I’ve never enjoyed my visits to the dentist.
Yeah, who does? Sharp pieces of metal probe the teeth; firm filaments of floss massage the gums. Then, there’s the sturm und drang of the tooth polisher as it whirls from molar to incisor, removing tartar, assorted fungi and maybe a lost M&M or two.
Of course, these visits are smart, important and necessary. My teeth are a reasonably healthy 53 years old now, and I owe much of their longevity to Dr. Marshall Price and his staff on Route 146 in Guilderland. Thanks to doctor and hygienists, I’m always going to have ultra-bright meat snatchers. Those three damn witches who pestered “Macbeth” might have had five good teeth among them. I’ve got a shiny 32 — 36, if you count four impacted wisdom teeth I’m saving for a rainy day. Everyone should carry spares.

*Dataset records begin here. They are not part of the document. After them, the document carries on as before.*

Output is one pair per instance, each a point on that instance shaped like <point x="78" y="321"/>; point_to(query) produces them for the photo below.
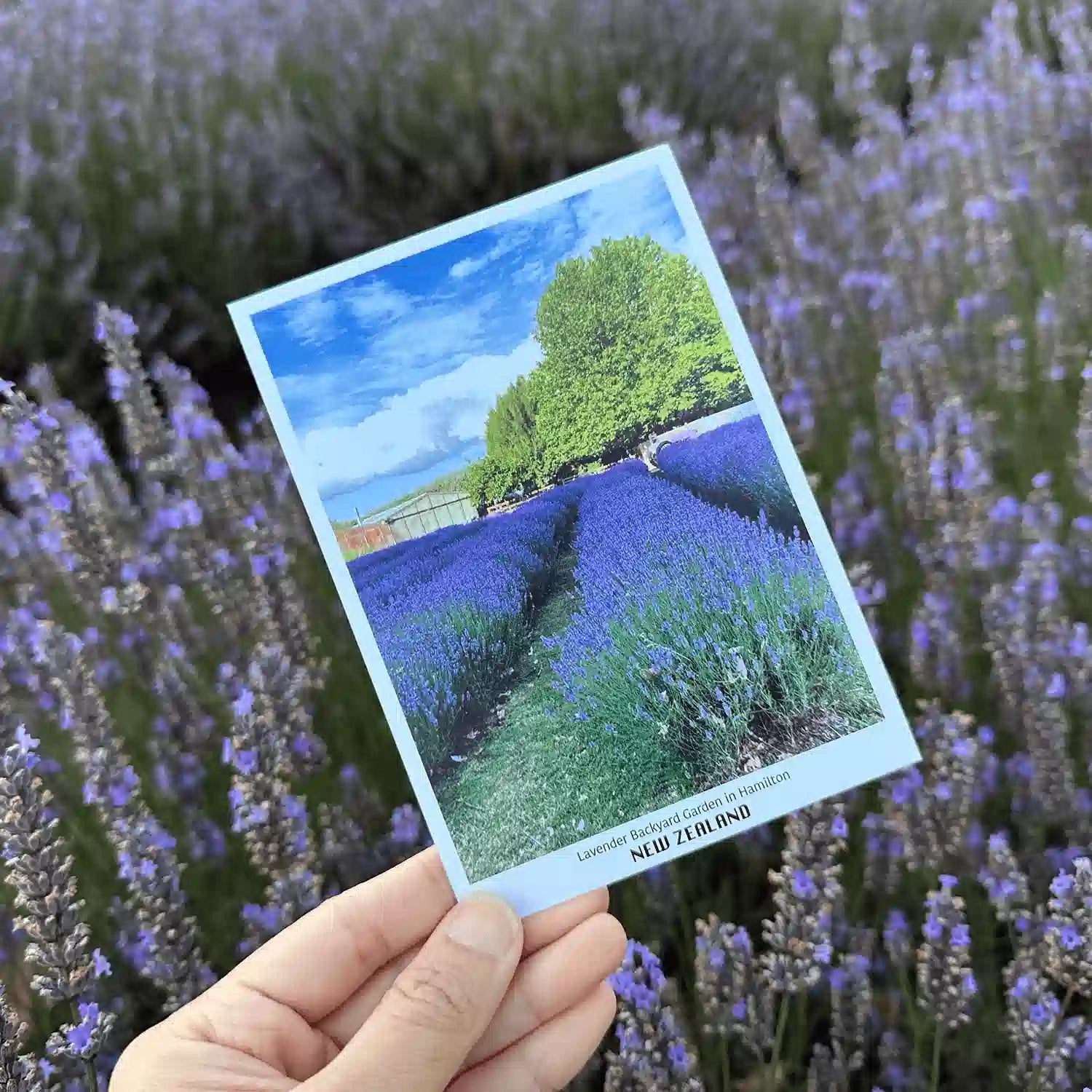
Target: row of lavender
<point x="168" y="593"/>
<point x="735" y="467"/>
<point x="700" y="635"/>
<point x="450" y="613"/>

I’m cursed in other ways: The Price staff says I’m still grinding my teeth at night. I never know it, never feel it, but there’s extra wear-and-tear in places where there shouldn’t be. I have a custom-made plastic shield for my lower teeth, but it always seems to go walking after midnight. Last time, I found it in the mattress frame. It might be in a sneaker under the bed this month.
Anyway, this grinding had something to do with my latest woe. Last month, Dr. Price noticed one of my fillings — in an upper tooth, right side — needed repair. Dr. Price would have to fire up the drill.
A few years ago, I would have dreaded the 30 minutes or so in the reclining, padded chair. First, the prick of a needle and Novocaine into the gums. Second the plastic “tent” — it sure feels like a tent — that hygienists install in the mouth to isolate the work area. And third — the part I really like — the high-pitched whine of the dental tool as it removes tooth damage and paves — yes, the perfect word — the way for a new composite replacement.
Man, that drill — there is no sound like it in science or nature. If the science-fiction boys ever decide to do a movie with mosquitoes the size of basketballs, I guess they’d sound something like that drill. And once the drill has found its mark, and jackhammers out bad tooth or old fillings ... well, those pleasant sounds used to bounce all over my head.
No longer. Whenever dental fireworks are planned now, I take consultants with me. Keith Emerson has made the trip. So has Chrissie Hynde. On Tuesday, it was John Kay.
They’re musicians — musicians associated with loud, rock’n’roll music. I’ve learned that earfuls of “Karn Evil 9,” the long and pretentious keyboard and percussion piece blared and blasted by Emerson, Lake & Palmer during the early 1970s, is the perfect antidote for any drill work. A CD goes into my portable player, earplugs go into the ear and I receive a loud audio welcome back to the show that never ends.
I know the drill is there, but the sounds of demolition can’t compete with Emerson’s Hammond organ. Seems like the louder the music is, the quicker the procedure goes. And if you are following the lyrics or the beat, you’re not thinking too much about the sound and fury below the ears.
It’s just got to be fast. If I was listening to Three Dog Night’s slow-and-dreamy “Easy to be Hard,” James Taylor’s “You’ve Got a Friend, or anything by Air Supply, I’m sure I’d be holding the arm rests of Dr. Price’s chair in death grips, my face an anguished mask of discontent.
But then again, I guess that would be pretty much my reaction anywhere, as far as Air Supply goes.
That’s why I like Chrissie Hynde’s work with the Pretenders — straight and loud on tunes like “Precious” and “Middle of the Road” I’ve drafted Jethro Tull and parts of the “Aqualung” album to scare off my dental demons; I’ve also put Chicago (horns are as good as the Hammond), Cream, Yes, and XTC on the job.
On Tuesday, it was John Kay and the 1960s crew of Steppenwolf. And Dr. Price said that because this was a replacement filling, and not a lot of drilling would be required, I might skip the Novocaine. It was a great move — I got through “Born to be Wild,” “Rock Me” and “Move Over.” I was halfway through “Magic Carpet Ride” when Dr. Price nudged me and said the concert could end. The tooth was back on-line, and the right side of my face was comfortably un-numb.
I know there are louder, more raucous bands I can take to the dentist. I’m holding Black Sabbath in reserve, just in case I ever need a root canal.
I’m just hoping I never need a hearing doctor.